Closed Bug 1277896 Opened 3 years ago Closed 3 years ago
remove 'final' from Vector
I need to create a new class adding a few domain-specific members to Vector, but I'd like to mostly forget about this class and use it as a Vector. There's no risk of anyone deleting this thing via the non-virtual base-class, and I'd like avoid containment and adding some '.vector()' I have to call everywhere or some operator overload that will break down in various cases. So I'd like to just derive Vector and add these members, but it's currently marked as 'final'.
Attachment #8759726 - Flags: review?(jwalden+bmo)

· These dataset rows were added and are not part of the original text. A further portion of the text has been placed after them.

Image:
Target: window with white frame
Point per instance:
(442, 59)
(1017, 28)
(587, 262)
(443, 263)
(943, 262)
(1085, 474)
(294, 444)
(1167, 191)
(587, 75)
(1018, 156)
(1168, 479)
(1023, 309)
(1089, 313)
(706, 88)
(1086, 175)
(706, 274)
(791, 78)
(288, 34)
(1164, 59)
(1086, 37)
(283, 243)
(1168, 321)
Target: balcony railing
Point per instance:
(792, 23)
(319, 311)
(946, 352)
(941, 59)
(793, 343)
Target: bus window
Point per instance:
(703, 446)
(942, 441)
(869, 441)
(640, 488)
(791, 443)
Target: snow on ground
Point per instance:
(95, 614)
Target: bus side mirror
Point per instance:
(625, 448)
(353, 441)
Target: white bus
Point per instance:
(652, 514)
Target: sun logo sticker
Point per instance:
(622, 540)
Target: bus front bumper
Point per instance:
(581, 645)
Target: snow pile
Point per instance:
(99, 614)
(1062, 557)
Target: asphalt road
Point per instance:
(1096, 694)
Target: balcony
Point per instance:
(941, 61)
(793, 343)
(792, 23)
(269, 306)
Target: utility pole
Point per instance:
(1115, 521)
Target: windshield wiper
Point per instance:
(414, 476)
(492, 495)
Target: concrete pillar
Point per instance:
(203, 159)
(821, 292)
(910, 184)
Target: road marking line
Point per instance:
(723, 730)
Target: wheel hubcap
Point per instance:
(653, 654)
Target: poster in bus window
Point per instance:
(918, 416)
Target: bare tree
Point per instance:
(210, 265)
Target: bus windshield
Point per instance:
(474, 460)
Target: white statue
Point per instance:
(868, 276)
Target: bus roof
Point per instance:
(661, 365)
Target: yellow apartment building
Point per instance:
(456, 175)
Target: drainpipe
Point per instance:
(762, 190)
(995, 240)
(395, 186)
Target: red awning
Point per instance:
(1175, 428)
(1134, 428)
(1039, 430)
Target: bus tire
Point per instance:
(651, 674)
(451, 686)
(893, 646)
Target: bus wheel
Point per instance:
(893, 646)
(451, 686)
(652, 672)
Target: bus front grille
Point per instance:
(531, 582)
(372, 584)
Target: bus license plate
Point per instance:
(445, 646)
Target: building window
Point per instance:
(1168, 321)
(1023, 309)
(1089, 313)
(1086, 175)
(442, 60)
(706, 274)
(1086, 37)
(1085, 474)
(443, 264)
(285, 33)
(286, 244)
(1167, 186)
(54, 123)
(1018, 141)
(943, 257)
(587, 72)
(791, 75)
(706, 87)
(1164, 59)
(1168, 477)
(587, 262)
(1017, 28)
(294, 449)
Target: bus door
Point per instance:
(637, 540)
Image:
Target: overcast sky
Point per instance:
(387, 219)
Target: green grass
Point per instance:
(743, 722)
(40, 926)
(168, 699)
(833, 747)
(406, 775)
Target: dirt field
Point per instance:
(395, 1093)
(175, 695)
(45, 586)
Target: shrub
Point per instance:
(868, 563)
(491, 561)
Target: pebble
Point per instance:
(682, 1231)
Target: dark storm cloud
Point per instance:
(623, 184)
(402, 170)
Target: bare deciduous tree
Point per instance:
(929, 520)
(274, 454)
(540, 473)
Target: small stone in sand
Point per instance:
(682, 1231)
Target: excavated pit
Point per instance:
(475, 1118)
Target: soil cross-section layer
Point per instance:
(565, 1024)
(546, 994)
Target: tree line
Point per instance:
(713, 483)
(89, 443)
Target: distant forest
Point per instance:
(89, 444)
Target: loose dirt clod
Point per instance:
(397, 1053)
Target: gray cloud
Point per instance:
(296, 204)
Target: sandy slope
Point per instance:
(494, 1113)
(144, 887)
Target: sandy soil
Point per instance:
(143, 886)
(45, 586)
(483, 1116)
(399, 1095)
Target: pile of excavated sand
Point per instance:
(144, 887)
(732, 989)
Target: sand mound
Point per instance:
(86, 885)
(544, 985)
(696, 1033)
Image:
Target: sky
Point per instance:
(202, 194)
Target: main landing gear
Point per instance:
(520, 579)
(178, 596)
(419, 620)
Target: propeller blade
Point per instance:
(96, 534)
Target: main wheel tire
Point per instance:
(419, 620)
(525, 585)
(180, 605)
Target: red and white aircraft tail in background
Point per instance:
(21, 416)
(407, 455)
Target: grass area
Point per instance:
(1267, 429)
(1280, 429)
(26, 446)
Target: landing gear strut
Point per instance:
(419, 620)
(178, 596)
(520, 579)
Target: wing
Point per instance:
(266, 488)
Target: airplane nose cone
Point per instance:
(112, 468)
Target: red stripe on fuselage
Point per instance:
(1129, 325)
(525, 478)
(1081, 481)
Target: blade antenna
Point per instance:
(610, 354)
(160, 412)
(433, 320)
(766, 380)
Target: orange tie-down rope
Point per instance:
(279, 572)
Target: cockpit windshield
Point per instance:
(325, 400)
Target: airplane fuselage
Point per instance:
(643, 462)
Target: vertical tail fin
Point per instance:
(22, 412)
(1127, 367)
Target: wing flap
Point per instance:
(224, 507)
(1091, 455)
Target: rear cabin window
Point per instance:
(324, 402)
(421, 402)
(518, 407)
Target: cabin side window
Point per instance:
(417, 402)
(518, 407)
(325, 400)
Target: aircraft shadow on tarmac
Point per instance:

Waldo requested |final| in bug 1170325 comment 6. I don't fully understand his reasoning here, since we don't have a lot of functions that take exactly Vector (appendAll is templated over Vector types; swap and move construct/assign take exactly Vector, but you wouldn't want them to take anything else; I don't think we have others...but maybe he was talking about functions outside of Vector?).
Status: RESOLVED → REOPENED
Resolution: FIXED → ---
Comment on attachment 8759726 [details] [diff] [review] rm-final-vector Review of attachment 8759726 [details] [diff] [review]: ----------------------------------------------------------------- Encapsulation is better than inheritance for data structure-like classes in general, because it means the encapsulator class is responsible for maintaining the invariants of the encapsulated class. Exposing the encapsulated class via inheritance, means every user of the subclass has to be careful to maintain the invariants. It gets messy when we start talking about overriding functions in the "base" class, because it can be non-obvious what functions need to be overridden, and it's not going to be clear all the right ones have been overridden, or what functions *can* be safely exposed. And, with public inheritance, people can accidentally slice away the base-class versions of superclass functions, e.g. by passing a SubclassVector& where a Vector& is expected and then getting the Vector versions of things, not the desirably-overridden SubclassVector versions of them. For SubclassVector to provide extra sense to Vector, it *must* intermediate everything, and doing that correctly means encapsulation. In contrast, having the encapsulator intermediate access explicitly, makes clear exactly what interactions are possible with the data structure. It forces those interactions to happen, and it makes it impossible to avoid them, intentionally or by accident. It is not that onerous to type out a handful of forwarding functions as a largely one-time cost (and maybe once per extra mode of interaction to forward, but such will be rare), not for the clarity and safety it provides.
Attachment #8759726 - Flags: review?(jwalden+bmo) → review-
And for what it's worth, appendAll was the original motivator in the older bug's comment, as far as matching types goes.
Status: REOPENED → RESOLVED
Closed: 3 years ago → 3 years ago
Resolution: --- → WONTFIX
Agreed on the the reasons for preferring containment over inheritance; no need to rehash that; it is, by now, well known. However, putting 'final' on Vector makes that decision for 100% of users when there is no a priori reason for all those arguments to apply to every case. I have one example cited here and "fixing" it to not use inheritance only added boilerplate (not just in the class definition but scattered around the uses too); the resulting code is simply (slightly) worse; no encapsulation was achieved (or appropriate). Now, I'm all for using static types help catch common mistakes, but a critical ingredient is that, once you've seen the warning sign, you can say "no, I know what I'm doing". Hence MOZ_IMPLICIT, *_cast, etc. But there is no such escape hatch for final. I'm also not arguing unilaterally against 'final'; I can imagine many situations where it'd be useful (and I've used it myself), but core utilities that are going to be used in 10,000 different contexts isn't one of them, imo. In particular, the hazards you identify are not magically avoided by forcing containment: - If the containing class makes the field public or returns a mutable reference to the contained field, there is also no encapsulation. - If a pointer is taken to a contained field, it is at just as much risk as a "sliced" class for improper deletion. So, as ever, there is no silver bullet; the programmer has to participate in the design of their code. I also don't agree with this unilateral closing of the bug; I'm not certain you have that authority as this seems like a broader Mozilla coding convention question. (I also wrote Vector, though I'm not going to attempt to appeal to that reason.) But I'm not excited to waste any more of my time on arguing this ultimately work-around-able issue (at least until I hit another, perhaps more annoying, example), so for now I'll just note my objection, both to the decision and to the (lack of) process for reaching the decision.